Pipe-sucking Oscar Bruno Bach began his career in Germany. At the age of 18 he made a wrought-metal Bible cover for Pope Leo XIII. He came to America 26 years ago, set up shop in Manhattan as a metal craftsman and industrial designer. Turning out Renaissance church doors, table lamps, fruit bowls, salt shakers and a streamlined typewriter, he inspired publicity agents to call him "the American Cellini."

Last year Oscar Bach announced he had hit upon a process for coloring tough, corrosion-resistant 18-8 (18% chromium, 8% nickel) stainless steel. In the Bachite process, the steel is first "pickled" (cleaned with acid), then coated in a chemical bath and heated. Depending on the degree of baking, the coated steel turns black, gold, bronze, purple, blue, red or green, the color becoming an integral part of the surface. Oscar Bach will not reveal the chemicals in the coating bath. "The formula," says he, "is so simple I'm almost ashamed of it." The Bachite process is used in the building industry for exteriors and decorations.

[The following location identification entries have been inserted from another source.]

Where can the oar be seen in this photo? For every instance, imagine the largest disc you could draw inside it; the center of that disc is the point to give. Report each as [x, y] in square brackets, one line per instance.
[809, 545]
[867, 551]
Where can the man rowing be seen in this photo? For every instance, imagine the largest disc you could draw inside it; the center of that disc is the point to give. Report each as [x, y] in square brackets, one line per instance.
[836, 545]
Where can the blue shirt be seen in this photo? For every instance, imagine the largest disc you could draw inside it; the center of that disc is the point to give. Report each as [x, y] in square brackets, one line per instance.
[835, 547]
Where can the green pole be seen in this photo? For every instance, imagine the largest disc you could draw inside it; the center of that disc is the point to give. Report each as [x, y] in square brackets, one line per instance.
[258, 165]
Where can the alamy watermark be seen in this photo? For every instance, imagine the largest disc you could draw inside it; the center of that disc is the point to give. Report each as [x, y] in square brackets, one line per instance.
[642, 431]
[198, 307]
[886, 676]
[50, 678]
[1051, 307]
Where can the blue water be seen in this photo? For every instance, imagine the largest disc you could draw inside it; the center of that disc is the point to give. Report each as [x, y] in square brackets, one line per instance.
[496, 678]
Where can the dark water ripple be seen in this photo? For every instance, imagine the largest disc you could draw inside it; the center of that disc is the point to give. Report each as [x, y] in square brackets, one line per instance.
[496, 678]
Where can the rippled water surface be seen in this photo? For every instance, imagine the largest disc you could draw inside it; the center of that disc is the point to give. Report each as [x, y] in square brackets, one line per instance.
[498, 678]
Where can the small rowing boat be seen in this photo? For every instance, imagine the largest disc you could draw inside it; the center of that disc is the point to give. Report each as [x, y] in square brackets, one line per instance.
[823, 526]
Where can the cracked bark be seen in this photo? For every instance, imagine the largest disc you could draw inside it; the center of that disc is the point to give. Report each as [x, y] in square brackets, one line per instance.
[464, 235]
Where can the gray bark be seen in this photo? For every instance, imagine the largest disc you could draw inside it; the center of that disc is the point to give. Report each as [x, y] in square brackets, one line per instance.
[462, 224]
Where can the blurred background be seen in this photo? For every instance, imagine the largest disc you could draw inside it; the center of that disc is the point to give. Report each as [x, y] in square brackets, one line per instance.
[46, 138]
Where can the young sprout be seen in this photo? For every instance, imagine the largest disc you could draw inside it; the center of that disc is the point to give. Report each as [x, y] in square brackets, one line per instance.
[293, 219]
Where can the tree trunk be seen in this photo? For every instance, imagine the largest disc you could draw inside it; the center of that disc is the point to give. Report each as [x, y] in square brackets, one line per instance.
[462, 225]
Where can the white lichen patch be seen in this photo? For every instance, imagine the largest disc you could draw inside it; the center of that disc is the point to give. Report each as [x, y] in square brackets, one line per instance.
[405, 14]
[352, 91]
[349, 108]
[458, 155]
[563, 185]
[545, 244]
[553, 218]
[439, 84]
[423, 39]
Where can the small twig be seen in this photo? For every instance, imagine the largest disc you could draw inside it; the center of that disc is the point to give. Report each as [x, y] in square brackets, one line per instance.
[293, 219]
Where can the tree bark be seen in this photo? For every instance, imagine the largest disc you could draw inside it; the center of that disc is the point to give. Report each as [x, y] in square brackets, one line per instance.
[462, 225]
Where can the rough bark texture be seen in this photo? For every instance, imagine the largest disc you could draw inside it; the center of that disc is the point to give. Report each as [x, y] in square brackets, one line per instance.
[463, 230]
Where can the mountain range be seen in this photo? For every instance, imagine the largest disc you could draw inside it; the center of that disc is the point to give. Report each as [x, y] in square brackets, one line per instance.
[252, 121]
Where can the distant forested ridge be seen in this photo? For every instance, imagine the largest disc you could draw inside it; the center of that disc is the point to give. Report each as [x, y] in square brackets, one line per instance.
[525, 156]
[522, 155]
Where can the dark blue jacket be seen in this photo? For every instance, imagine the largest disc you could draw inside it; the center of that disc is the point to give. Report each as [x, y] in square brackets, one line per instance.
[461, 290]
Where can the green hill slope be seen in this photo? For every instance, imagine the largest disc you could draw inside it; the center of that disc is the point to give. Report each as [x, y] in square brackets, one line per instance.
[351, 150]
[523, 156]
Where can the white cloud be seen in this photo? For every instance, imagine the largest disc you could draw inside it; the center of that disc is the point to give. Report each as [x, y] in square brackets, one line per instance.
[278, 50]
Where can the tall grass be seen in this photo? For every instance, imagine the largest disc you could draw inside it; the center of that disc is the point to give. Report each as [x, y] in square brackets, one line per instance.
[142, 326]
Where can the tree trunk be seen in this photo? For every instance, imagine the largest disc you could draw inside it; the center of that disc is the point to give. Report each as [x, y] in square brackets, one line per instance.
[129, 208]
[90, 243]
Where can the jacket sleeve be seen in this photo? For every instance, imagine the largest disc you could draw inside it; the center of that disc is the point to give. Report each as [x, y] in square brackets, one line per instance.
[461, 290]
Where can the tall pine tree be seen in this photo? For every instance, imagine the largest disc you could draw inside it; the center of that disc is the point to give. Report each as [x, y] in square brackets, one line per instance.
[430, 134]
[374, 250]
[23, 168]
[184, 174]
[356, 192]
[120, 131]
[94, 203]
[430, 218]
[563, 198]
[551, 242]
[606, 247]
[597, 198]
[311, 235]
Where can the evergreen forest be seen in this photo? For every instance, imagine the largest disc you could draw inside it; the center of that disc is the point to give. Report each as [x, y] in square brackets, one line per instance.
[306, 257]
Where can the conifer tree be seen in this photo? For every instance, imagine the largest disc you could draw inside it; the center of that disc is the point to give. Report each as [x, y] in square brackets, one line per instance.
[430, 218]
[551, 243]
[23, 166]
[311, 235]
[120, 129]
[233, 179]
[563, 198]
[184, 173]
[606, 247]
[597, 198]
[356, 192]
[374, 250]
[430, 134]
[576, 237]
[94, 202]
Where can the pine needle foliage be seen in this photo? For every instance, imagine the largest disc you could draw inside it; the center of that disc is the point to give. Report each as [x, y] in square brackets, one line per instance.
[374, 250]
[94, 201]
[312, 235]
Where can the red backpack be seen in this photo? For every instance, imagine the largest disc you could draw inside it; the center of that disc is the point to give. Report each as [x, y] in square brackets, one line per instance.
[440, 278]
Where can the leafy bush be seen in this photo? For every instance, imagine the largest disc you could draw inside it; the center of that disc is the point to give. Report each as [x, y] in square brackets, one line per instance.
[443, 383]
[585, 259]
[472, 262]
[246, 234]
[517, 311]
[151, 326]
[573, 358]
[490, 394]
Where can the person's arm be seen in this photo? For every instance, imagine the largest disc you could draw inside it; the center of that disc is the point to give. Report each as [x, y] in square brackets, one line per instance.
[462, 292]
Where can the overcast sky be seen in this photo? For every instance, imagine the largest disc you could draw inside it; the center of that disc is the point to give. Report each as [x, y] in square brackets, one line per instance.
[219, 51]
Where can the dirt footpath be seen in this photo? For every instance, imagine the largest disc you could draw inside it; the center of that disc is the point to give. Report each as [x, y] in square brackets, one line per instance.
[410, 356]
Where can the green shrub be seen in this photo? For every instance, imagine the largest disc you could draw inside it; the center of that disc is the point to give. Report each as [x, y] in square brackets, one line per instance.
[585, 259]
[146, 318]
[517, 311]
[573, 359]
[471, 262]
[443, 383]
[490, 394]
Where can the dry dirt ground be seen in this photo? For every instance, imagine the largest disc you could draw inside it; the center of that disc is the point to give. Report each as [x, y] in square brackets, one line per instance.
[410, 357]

A recent example is the flashy Bach-designed decoration of Manhattan's Airlines Terminal Building.

As Oscar Bach began working with less expensive iron & steel alloys, he found to his surprise that his coloring process immensely improved corrosion resistance. Last week the "American Cellini's" researches led him to the threshold of National Defense. He announced a process for Bachiting cheap black plate iron (3-c- per lb.), which, he claims, makes the metal a substitute for tin plate. Tin is important in tin cans because it resists corrosion by food acids. Bachited iron, said Bach, had a corrosion resistance against "most corrosive agents" higher than that of tin plate ( 5-c- per lb.) or 18-8stainless steel (34-c- per lb.). He estimated his process would be a third cheaper than tinning.

Of the 75,000 tons of tin it uses annually, the U. S. produces almost none, imports over 75% from the vulnerable Netherlands East Indies and British Malaya. Building a tin stockpile against emergency is one of the Defense Commission's most frantic concerns. Last week Oscar Bach offered his tin substitute to the War Department. He has also aroused interest in thrifty great A. & P. Tea Co. Besides containers for Army food, Bach foresaw another use for Bachited black iron: a building material easily adapted to prefabricated dwellings, barracks.